Carlos Loya Rico, foto por James Steindler

Traducción por Dolores Duarte

Carlos Loya Rico es el encargado de la cuadrilla de calles del Departamento de obras públicas de Carbondale. Conversó con The Sopris Sun para compartir con los lectores un poco sobre su historia personal. La entrevista fue editada para mejorar la claridad y espacio.

Cuéntame cómo llegaste al valle.

Mi primer viaje a Estados Unidos fue en 1984, y me quedé en Mesa, Arizona, durante un año y medio. Vine aquí porque soy de Chihuahua, México, donde tenemos muchos manzanos.

De 1985 a 1988, venía a Hotchkiss a recolectar manzanas. La temporada de cosecha es de septiembre a mediados de octubre, así que durante esa época regresaba a México en diciembre. Pero hubiera preferido trabajar aquí todo el tiempo posible.

En 1989, el propietario del huerto de Hotchkiss, Ralph Melville, quien también era dueño del Mountain Chalet de Aspen, vendió el huerto y se trajo a todos a Aspen. Empecé a trabajar en el Mountain Chalet como lavaplatos.

¿Cómo llegaste a trabajar para el ayuntamiento de Carbondale?

En 1991, traje a mi esposa e hijo mayor y nos quedamos aquí de tiempo completo. Trabajé para Mountain Chalet durante siete inviernos, pero en verano trabajaba en la construcción para Marty Schlumberger. Me quedé en Aspen hasta 1993, cuando compré nuestra primera casa remolque en Basalt. En 2000, nos mudamos a una casa remolque más grande en El Jebel; teníamos tres hijos y necesitábamos más espacio.

En 2000, dejé de trabajar para Schlumberger Construction y empecé a trabajar para Jack Wilkie Builders. Pero en 2005 el aserrín empezó a provocarme asma.

Así que lo dejé y me compré un camión de volteo. Empecé un negocio como subcontratista: Carlos Trucking.

En 2007, llegó la gran recesión. No había construcción, no había trabajo. Pero, con mi camión de volteo venía a Carbondale a remover la nieve en invierno, cuando Smiley Wise era supervisor [de Obras Públicas]. Me convertí en operario para la ciudad. Así que he estado aquí desde 2007 hasta hoy.

¿Es un buen trabajo?

Sí, me encanta mi trabajo. Ahora soy encargado y operador de maquinaria pesada. He puesto las luces del árbol de Navidad en Main Street durante los últimos 16 años. Estoy muy contento con la gente con la que trabajo y espero jubilarme aquí.

¿Actualmente vives en Carbondale?

No, vivo en Glenwood, donde compramos un dúplex en 2015.

¿Por qué decidiste venir a Estados Unidos?

Durante los años 80 en México, no había trabajo, no había dinero y casi todo el mundo ansiaba el sueño americano.

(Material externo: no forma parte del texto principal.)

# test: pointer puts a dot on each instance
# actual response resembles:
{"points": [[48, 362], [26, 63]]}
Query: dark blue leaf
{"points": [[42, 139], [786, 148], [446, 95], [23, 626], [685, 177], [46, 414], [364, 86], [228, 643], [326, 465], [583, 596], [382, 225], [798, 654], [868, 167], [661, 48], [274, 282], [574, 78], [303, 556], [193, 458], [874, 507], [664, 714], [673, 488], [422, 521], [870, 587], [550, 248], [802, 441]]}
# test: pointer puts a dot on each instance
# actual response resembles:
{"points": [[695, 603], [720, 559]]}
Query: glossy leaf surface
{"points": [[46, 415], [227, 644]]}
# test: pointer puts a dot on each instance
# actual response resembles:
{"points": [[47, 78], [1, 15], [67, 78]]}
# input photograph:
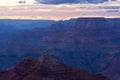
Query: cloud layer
{"points": [[69, 1]]}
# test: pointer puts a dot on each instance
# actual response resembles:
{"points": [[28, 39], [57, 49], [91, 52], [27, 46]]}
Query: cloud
{"points": [[69, 1]]}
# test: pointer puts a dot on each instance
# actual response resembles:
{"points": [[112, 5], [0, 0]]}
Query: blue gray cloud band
{"points": [[70, 1]]}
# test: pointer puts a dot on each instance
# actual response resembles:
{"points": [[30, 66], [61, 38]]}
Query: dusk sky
{"points": [[58, 9]]}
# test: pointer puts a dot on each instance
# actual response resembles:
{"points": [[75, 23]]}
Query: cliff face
{"points": [[46, 68]]}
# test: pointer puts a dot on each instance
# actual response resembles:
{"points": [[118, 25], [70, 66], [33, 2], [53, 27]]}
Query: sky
{"points": [[58, 9]]}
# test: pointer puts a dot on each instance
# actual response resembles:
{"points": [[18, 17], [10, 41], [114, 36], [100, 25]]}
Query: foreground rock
{"points": [[46, 68]]}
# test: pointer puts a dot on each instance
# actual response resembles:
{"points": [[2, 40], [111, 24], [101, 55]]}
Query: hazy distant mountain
{"points": [[46, 68], [90, 43]]}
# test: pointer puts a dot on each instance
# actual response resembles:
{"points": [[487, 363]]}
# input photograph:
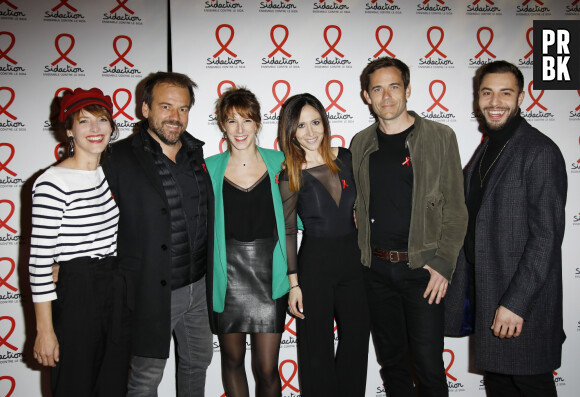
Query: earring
{"points": [[71, 146]]}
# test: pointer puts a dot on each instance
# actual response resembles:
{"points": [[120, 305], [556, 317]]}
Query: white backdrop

Háblame del proceso de inmigración.

Antes de ser ciudadano, fui residente. Obtuve mi primera tarjeta de residente en 1987. Mi esposa tardó siete años en obtenerla. Ella la recibió en 1996; pero antes de eso, podíamos quedarnos en Estados Unidos, pero no podíamos volver a México.

¿Fue duro dejar a tu familia? ¿Visitas de vez en cuando?

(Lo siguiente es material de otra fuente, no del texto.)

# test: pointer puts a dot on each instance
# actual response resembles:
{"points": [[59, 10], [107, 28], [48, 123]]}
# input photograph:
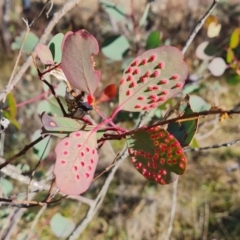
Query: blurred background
{"points": [[208, 195]]}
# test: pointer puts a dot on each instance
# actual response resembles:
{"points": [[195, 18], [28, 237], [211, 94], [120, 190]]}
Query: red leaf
{"points": [[151, 79], [77, 61], [76, 161], [108, 93], [156, 154]]}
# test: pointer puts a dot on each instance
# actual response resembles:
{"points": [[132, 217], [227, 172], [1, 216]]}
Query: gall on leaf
{"points": [[152, 78], [76, 161], [108, 93], [77, 64], [44, 54], [156, 154]]}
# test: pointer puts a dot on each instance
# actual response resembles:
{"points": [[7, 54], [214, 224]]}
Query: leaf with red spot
{"points": [[108, 93], [76, 161], [152, 78], [77, 61], [156, 154], [62, 126]]}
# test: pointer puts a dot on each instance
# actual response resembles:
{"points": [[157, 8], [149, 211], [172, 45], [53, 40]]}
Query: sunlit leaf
{"points": [[184, 131], [42, 148], [230, 55], [77, 60], [6, 186], [151, 79], [76, 161], [214, 29], [198, 104], [114, 10], [114, 47], [200, 51], [44, 54], [153, 40], [60, 126], [29, 44], [108, 93], [61, 226], [235, 38], [55, 46], [156, 154], [233, 79], [217, 66]]}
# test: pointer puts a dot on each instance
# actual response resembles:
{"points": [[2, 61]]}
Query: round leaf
{"points": [[76, 161], [156, 154], [44, 54], [217, 66], [114, 10], [184, 131], [153, 40], [235, 38], [200, 51], [77, 61], [151, 79], [108, 93], [214, 29], [233, 79], [6, 186], [116, 48], [198, 104], [41, 149], [55, 46], [61, 226], [29, 44]]}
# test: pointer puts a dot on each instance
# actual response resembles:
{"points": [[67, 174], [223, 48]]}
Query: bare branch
{"points": [[173, 210], [57, 16], [199, 26]]}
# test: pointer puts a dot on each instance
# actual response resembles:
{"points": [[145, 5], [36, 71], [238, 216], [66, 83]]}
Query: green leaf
{"points": [[190, 88], [153, 40], [144, 16], [230, 55], [233, 79], [6, 186], [55, 46], [114, 10], [61, 226], [156, 154], [210, 50], [51, 106], [198, 104], [41, 149], [62, 126], [235, 38], [12, 105], [30, 43], [13, 121], [115, 47], [184, 131]]}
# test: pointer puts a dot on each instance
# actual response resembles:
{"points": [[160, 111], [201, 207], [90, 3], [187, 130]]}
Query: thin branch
{"points": [[173, 210], [199, 26], [227, 144], [14, 173], [23, 151], [56, 17], [36, 219]]}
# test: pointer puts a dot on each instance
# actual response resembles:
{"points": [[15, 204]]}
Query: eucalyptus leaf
{"points": [[42, 148], [61, 226], [29, 44], [115, 47]]}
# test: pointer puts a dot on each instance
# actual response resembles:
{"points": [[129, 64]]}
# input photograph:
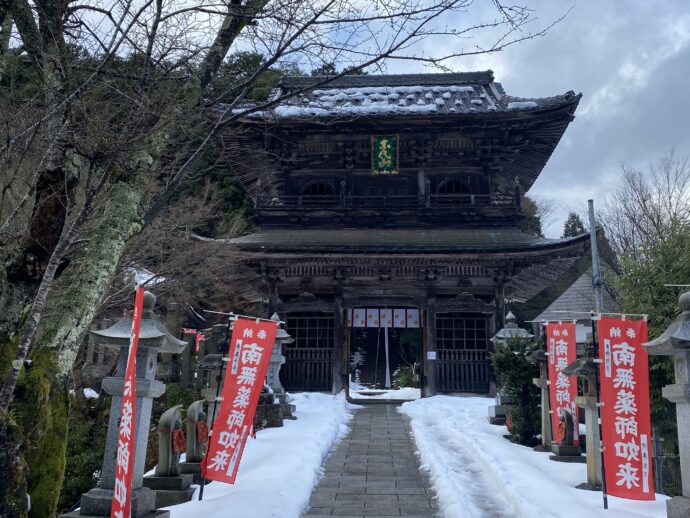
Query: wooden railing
{"points": [[307, 369], [463, 370], [413, 201]]}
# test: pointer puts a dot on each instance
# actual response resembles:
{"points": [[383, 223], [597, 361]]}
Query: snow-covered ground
{"points": [[358, 391], [280, 467], [478, 473]]}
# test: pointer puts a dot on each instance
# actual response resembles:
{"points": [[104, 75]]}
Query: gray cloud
{"points": [[631, 61]]}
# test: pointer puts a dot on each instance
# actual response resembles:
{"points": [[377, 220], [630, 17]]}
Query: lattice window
{"points": [[311, 330], [318, 189], [461, 331], [453, 186]]}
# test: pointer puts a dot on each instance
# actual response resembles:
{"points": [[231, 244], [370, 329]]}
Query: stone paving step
{"points": [[374, 471]]}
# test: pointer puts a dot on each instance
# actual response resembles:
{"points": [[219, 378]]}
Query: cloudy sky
{"points": [[631, 61]]}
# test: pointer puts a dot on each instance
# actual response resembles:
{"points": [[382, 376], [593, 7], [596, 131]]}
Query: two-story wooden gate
{"points": [[462, 352], [309, 359]]}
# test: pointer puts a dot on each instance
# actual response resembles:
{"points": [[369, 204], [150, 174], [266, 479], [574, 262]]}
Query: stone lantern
{"points": [[154, 338], [675, 341], [542, 382], [276, 361], [497, 412]]}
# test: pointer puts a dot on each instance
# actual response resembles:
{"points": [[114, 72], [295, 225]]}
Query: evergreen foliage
{"points": [[88, 428], [514, 372]]}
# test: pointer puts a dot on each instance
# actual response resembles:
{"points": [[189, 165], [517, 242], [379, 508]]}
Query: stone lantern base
{"points": [[678, 507], [98, 502]]}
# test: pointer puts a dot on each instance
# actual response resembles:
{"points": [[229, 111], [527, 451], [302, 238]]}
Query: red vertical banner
{"points": [[562, 348], [122, 492], [625, 420], [250, 351]]}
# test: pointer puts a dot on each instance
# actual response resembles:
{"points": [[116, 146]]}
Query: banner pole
{"points": [[215, 404], [596, 270], [388, 370], [548, 386], [597, 387]]}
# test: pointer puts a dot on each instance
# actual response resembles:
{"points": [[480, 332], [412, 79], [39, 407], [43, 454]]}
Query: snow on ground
{"points": [[358, 391], [478, 473], [280, 467]]}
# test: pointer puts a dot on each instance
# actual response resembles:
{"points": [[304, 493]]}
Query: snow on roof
{"points": [[385, 100], [521, 105]]}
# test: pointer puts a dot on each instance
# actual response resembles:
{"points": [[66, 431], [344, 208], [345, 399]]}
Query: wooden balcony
{"points": [[395, 210]]}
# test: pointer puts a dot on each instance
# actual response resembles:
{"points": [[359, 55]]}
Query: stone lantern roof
{"points": [[152, 332], [677, 335], [282, 337], [511, 330]]}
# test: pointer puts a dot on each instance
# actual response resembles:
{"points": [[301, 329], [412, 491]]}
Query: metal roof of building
{"points": [[577, 301], [409, 240], [402, 95]]}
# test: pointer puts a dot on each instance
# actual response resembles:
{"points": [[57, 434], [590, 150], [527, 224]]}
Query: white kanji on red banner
{"points": [[122, 499], [625, 418], [252, 341], [561, 340]]}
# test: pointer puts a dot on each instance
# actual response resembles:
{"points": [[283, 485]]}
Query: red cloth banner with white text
{"points": [[124, 465], [562, 344], [250, 351], [625, 419]]}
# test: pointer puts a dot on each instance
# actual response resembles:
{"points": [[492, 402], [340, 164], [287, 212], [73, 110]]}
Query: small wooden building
{"points": [[396, 195]]}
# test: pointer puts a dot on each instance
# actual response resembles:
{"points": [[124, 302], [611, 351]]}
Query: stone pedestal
{"points": [[498, 414], [273, 374], [97, 502], [592, 441], [287, 408], [268, 413], [171, 490], [153, 339], [675, 341]]}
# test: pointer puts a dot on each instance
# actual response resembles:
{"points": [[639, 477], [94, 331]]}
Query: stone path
{"points": [[374, 472]]}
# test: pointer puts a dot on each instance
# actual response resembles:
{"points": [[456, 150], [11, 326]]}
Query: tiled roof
{"points": [[401, 95], [577, 301], [470, 240]]}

Sí. Después de arreglar papeles, viajábamos quizá dos veces al año a México. Arreglé una tarjeta de residencia para mi mamá y mi papá; y mi esposa arregló otra para su mamá. Nuestras madres fallecieron, pero mi padre, de 89 años, está ahora en México porque aquí hace demasiado frío.

¿Cuándo se hicieron ciudadanos estadounidenses?

Somos ciudadanos desde 1998. Yo estaba haciendo el GED en el Colorado Mountain College. Estudiamos mucho porque necesitábamos conocer la historia de Estados Unidos. Había 100 preguntas en el examen de ciudadanía y sólo podías fallar cuatro o cinco. Pero lo hicimos. Fue un gran, gran día para nosotros.

¿Tiene hermanos?

Sí, mi hermano es ciudadano y vive en El Paso. Mi hermana también es ciudadana y vive en Glenwood Springs.

¿Te sientes unido a la comunidad latina del valle?

Ah, sí. Tengo algunas historias al respecto. Jackie Morales, que dirigió Asistencia para Latinos en los años 90, era mi amiga. Ayudaba a los latinos del valle con la interpretación y otros asuntos, y yo era voluntario en su organización. Murió, pero dejó un legado para los latinos del valle.

¿Algo más que quieras añadir?

Soy muy feliz aquí. Carbondale es mi hogar.